Lo que no hay que decir
Una mujer de 73 años ha sido esposada y encarcelada la semana pasada en Nueva Orleans cuando la policía la sorprendió robando salchichas por valor de cincuenta dólares. Se llama Merlene Maten y pertenece a ese 60 por ciento de ciudadanos que vive por debajo del nivel de la pobreza, y también de las aguas en la que flotan cadáveres putrefactos.
Un juez acusa a la anciana Merlene nada menos que de saqueo. Le exige 50.000 dólares de fianza. Si no los tiene, y no los tiene, seguirá en prisión.
Si esta mujer tuviera 50.000 dólares nunca habría robado salchichas ni se habría quedado en la ciudad cuando el alcalde dio la orden de evacuación. Pero la ley es la ley. Y además, ¿dónde estará mejor protegida que en la cárcel esa desdichada anciana, cuando se espera el regreso inminente de peligrosos saqueadores de las armerías? La ciudad está militarizada. Pero la población también.
La prensa sabe cuáles son los límites, en Nueva Orleans y en Irak
Una empresa privada se está ocupando de la recogida de los muertos en casa
He recibido por internet desde una universidad norteamericana una foto trucada en la que se ven muy sonrientes a George Bush, padre, con George W. Bush, hijo, pescando juntos y con caña en una calle anegada de Nueva Orleans, y sacando de las aguas una trucha, o un salmón. Podría ser un cadáver sin no coleara.
Las tropas ya tienen bastante trabajo con sus propios cadáveres en Irak. Por eso una empresa privada se está ocupando de la recogida de los muertos en casa.

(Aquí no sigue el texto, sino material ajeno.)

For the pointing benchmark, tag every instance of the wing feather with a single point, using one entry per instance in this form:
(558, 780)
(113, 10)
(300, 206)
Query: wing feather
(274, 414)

Amy Goodman, directora de un espacio independiente (Democracy Now) en Pacifica Radio, cuya sede está en Nueva York, ha entrevistado a informadores norteamericanos y extranjeros que han sido detenidos o amenazados por la policía en Nueva Orleans al negarse a hacer un periodismo de hotel, en beneficio de un periodismo de calle. Pero esta clase de periodismo cuesta muy caro. También Periodistas sin Fronteras ha alertado sobre la violencia policial que viene ejerciéndose contra los reporteros. A un fotógrafo del diario Times Picayune le destrozaron la cámara por cubrir un tiroteo. A otro del Toronto Star lo detuvieron y le requisaron las imágenes de enfrentamientos policiales con supuestos saqueadores. A un tercero, Lucas Oleniuk, le requisaron la credencial, que es el único salvoconducto, y lo abandonaron en un lugar peligroso después de quitarle la imágenes de una brutal paliza propinada a unos sospechosos. También la Guardia Nacional intimida e estos periodistas y los encañona directamente en la cabeza con sus fusiles de asalto, gritándoles, aunque saben que no lo son: "¡Disparamos contra los saqueadores!".
La prensa sabe cuáles son los límites, en Nueva Orleans y en Irak.
Anthony Weller, hijo del periodista George Weller, encontró recientemente unas copias en papel carbón de las crónicas que envió su padre a los pocos días de ser arrasado Nagasaki. Durante sesenta años las autoridades norteamericanas ocultaron ese texto requisado por la censura militar.
George Weller, premio Pulitzer 1943, fue el primer reportero en llegar a Nagasaki luego del bombardeo. Las autoridades no querían que se hablara del efecto de la radiación nuclear en la población civil, sino únicamente de la destrucción física producida por la bomba atómica. Lo que vio Weller resultó muy distinto. Envió su testimonio al Chicago Daily News donde el censor militar lo hizo desaparecer. La verdad no era publicable porque la imagen del vencedor pretendía ser la opuesta, una imagen compasiva. Y pagaba para lograr esa imagen. Sólo así se entiende que se silenciara a Weller y se pregonara, en cambio, a William L. Laurence, un periodista, también Pulitzer, con dos sueldos: uno del Pentágono y otro de The New York Times. Laurence entonaría las alabanzas del hongo devastador desdeñando la matanza o mutilación de niños, mujeres, ancianos atrapados en aquel horror.
La repugnante crónica de Laurence, publicada en The New York Times el 2 de septiembre de 1945, está escrita a bordo de uno de los tres aviones desde los que se lazaron las bombas. Su autor parece relamerse de gusto durante la misión de los B 29. Describe la bomba como una joya de valor y belleza insuperables. Se felicita del privilegio al compartir con aquella joven tripulación un hecho histórico de este alcance.
Ahora, ocurre casi lo mismo. Quienes no cuentan desde Irak lo que los responsables de esa guerra desean que cuenten, no son patriotas. Weller sería injustamente acusado de servir los intereses propagandísticos del enemigo. Conviene no olvidarlo.